Beta Version of Nevercookie Released
wiredmikey writes "Anonymizer has released a beta version of Nevercookie, the recently announced Firefox plugin designed to protect against the Evercookie, a JavaScript API built and made available to prove that the more you store and the more places you store it, the harder it is for users to control a Web site's ability to uniquely identify their computer. Evercookie is a more persistent form of cookie that enables the storage of cookie data in a number of different locations, such as Flash cookies and various locations of HTML5 storage. This allows websites to track user behavior even when users have enabled private browsing.

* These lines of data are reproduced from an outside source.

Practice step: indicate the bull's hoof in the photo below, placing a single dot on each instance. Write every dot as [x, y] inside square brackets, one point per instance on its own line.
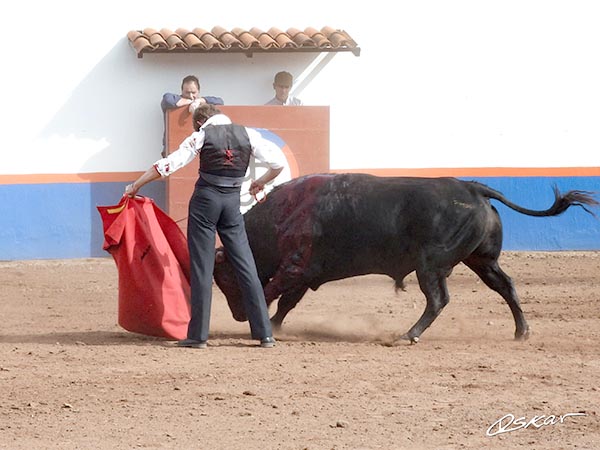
[413, 340]
[523, 335]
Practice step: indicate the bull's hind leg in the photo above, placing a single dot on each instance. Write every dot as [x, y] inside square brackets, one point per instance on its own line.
[492, 275]
[433, 285]
[286, 303]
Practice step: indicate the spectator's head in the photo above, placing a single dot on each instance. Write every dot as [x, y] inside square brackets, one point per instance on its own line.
[190, 87]
[282, 84]
[202, 113]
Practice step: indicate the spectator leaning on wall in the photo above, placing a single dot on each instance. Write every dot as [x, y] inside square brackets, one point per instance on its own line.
[190, 96]
[282, 84]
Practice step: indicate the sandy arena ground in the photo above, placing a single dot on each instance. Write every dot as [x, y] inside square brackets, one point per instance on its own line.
[71, 378]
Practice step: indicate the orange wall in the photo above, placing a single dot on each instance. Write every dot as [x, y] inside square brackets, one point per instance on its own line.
[305, 130]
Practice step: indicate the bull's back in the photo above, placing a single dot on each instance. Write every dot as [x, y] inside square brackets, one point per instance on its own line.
[352, 224]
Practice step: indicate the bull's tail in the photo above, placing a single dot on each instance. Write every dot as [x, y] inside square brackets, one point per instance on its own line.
[562, 202]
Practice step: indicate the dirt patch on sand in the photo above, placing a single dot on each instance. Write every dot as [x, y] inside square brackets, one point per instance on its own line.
[71, 378]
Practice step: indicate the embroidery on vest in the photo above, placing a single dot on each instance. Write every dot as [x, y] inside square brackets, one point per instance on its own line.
[228, 158]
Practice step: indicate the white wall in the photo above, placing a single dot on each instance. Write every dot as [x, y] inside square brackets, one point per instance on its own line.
[438, 83]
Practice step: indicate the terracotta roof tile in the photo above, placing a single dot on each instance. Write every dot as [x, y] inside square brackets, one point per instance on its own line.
[219, 39]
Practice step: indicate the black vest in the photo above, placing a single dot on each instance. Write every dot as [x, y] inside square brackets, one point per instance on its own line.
[226, 151]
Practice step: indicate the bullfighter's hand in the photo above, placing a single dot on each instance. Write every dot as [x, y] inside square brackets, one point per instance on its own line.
[130, 190]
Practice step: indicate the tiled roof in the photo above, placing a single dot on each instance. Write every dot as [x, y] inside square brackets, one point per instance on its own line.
[220, 40]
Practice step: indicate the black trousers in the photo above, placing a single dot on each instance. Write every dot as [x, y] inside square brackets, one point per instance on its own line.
[214, 209]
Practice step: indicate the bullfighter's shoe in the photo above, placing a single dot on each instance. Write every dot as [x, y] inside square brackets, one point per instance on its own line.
[191, 343]
[267, 342]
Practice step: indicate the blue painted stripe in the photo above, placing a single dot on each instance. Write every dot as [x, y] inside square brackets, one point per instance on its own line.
[56, 221]
[573, 230]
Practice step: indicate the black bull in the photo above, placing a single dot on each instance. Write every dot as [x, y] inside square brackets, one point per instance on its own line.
[321, 228]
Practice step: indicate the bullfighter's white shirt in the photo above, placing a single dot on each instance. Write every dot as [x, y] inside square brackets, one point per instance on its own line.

Because an Evercookie stores data in locations outside of where standard cookies are stored, an Evercookie can rebuild itself unless users go through a number of steps to completely clear and reset their local storage."
Yeah, for the full privacy package you should combine this extension with an anonymizing proxy that you trust. As far as the panopticlick browser fingerprinting issue, I hope to integrate browser fingerprint manipulation into later versions of Nevercookie. This project is my 20 at work, we get 20% of our time for side projects. And yes, I expect Samy to counter with additional features to Evercookie, I'd be sad if he didn't :P.
It's worth remembering that everything a corporation tracks and stores is subject to subpoena or outright theft by the US Government. Tracking isn't ephemeral. There are increasingly large "profiles" of you being stored in databases of some very large corporations and if you really believe that those are safe and secure from prying eyes, whether it's employees of those companies, insurance companies that want nothing more than can charge you more or drop your policy, or government agencies who are convinced you're a threat to national security, you're sadly mistaken.
They can fingerprint you based on your OS, system fonts, plug-ins, IP address, screen resolution and other exposed hardware capabilities, time zone, etc. Then they can surveil you as you move around the Web and increase the strength of that fingerprint based on the sites you visit that are in their "network" (think about how many properties Google owns from search to gmail to docs to youtube to blogger but then remember also that they can see you at non-googel sites because of adsense and google analytics and youtube embeds and feedburner and sites with re-captcha or google checkout or maps mash-ups or google's site-specific searches.
You are not anonymous, even if you rebuild your VM every day. You'd have to randomize all the features of your OS and your browser and then you'd have to reboot between pretty much every website you visit.